Surveys show a five-point gain in the percentage of people who believe abortion should be legal since the Supreme Court struck down Roe v. Wade. That decision has galvanized a new fury among liberals — and some centrists — against the conservative politics that brought forward a slate of justices now reworking the country’s legal framework.

“The abortion issue is a very, very hot issue. Maybe the biggest one out there,” said Tim Malloy, a polling analyst for the Quinnipiac University Poll, which maintains a regular barometer of U.S. political views. The latest, released this week, showed a nine-point jump in approval for Mr. Biden.

“How women – Democrats, Republicans and independents – are going to react to that could be the sleeper issue,” Mr. Malloy said.

Abortion was among the reasons Alaskan voters this week chose Democrat Mary Peltola as the first Indigenous woman to represent the state in the U.S. Congress. Ms. Peltola, a former state legislator who served as a judge in the Yup’ik tribal court, won in a special election, a kind of poll that tends to favour more conservative candidates in Alaska. But she beat Ms. Palin, a former vice-presidential candidate who is an ally of Mr. Trump.

Although local concerns matter most, “the abortion issue is front and centre on a lot of people’s minds,” said Mike Wenstrup, who chairs the Alaska Democratic Party.

“We had very large turnout for an August election.”

The Cook Political Report, an influential newsletter, this week moved five Congressional seats into safer Democrat territory, citing rejuvenated Democratic prospects that “could rein in [Republican] gains.”

Meanwhile, the former Republican president continues to exert an outsized influence. In coming months, “the largest unknown is what’s going to happen with Donald Trump’s legal issues,” Mr. Ayres said, pointing to near-daily revelations about the handling of classified documents as well as an investigation in Georgia into efforts to overturn election results there.
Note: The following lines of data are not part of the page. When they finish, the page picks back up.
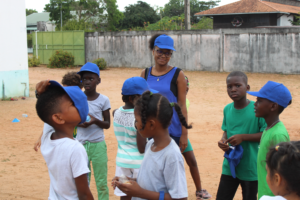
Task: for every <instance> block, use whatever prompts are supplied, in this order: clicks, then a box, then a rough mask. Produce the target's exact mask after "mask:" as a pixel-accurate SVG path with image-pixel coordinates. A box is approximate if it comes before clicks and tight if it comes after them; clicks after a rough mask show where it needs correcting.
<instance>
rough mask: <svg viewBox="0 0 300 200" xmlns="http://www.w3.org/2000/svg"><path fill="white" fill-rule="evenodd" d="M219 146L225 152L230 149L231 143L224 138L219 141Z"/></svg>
mask: <svg viewBox="0 0 300 200" xmlns="http://www.w3.org/2000/svg"><path fill="white" fill-rule="evenodd" d="M218 146H219V147H220V149H222V150H223V151H225V152H226V151H228V150H229V145H228V144H227V143H226V142H225V141H223V140H220V141H219V142H218Z"/></svg>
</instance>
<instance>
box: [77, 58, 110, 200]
mask: <svg viewBox="0 0 300 200" xmlns="http://www.w3.org/2000/svg"><path fill="white" fill-rule="evenodd" d="M78 74H80V76H81V80H82V84H83V87H84V93H85V94H86V96H87V100H88V106H89V117H90V119H89V120H87V121H86V122H84V123H83V124H80V125H78V128H77V139H78V141H79V142H81V143H82V144H83V146H84V147H85V149H86V152H87V154H88V159H89V162H88V163H89V164H90V162H92V163H93V165H92V166H93V171H94V177H95V181H96V186H97V192H98V199H99V200H108V199H109V194H108V187H107V161H108V158H107V147H106V143H105V140H104V131H103V129H109V127H110V102H109V99H108V97H107V96H105V95H103V94H100V93H98V92H97V91H96V88H97V85H99V84H100V83H101V78H100V70H99V67H98V66H97V65H96V64H94V63H90V62H88V63H86V64H85V65H83V66H82V67H81V69H80V71H79V72H78ZM89 167H90V165H89ZM90 179H91V173H90V174H89V181H90Z"/></svg>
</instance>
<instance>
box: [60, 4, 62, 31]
mask: <svg viewBox="0 0 300 200" xmlns="http://www.w3.org/2000/svg"><path fill="white" fill-rule="evenodd" d="M60 31H62V2H60Z"/></svg>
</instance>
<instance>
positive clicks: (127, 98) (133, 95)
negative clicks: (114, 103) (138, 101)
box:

Yet there remains reason to doubt whether any of this is enough to forestall electoral defeat for Mr. Biden’s party in November.

Enthusiasm among Democrats for voting has now likely equalled that of Republicans, but is “not greater than Republicans,” Mr. Ayres said. That may be enough to throw into doubt the outcome of votes in the U.S. Senate, where Mr. Trump has backed several novice candidates. Not so in the rest of Congress.

“Things have gotten somewhat better for Democrats, but not so much better that they are somehow favoured to take over the House,” Mr. Ayres said.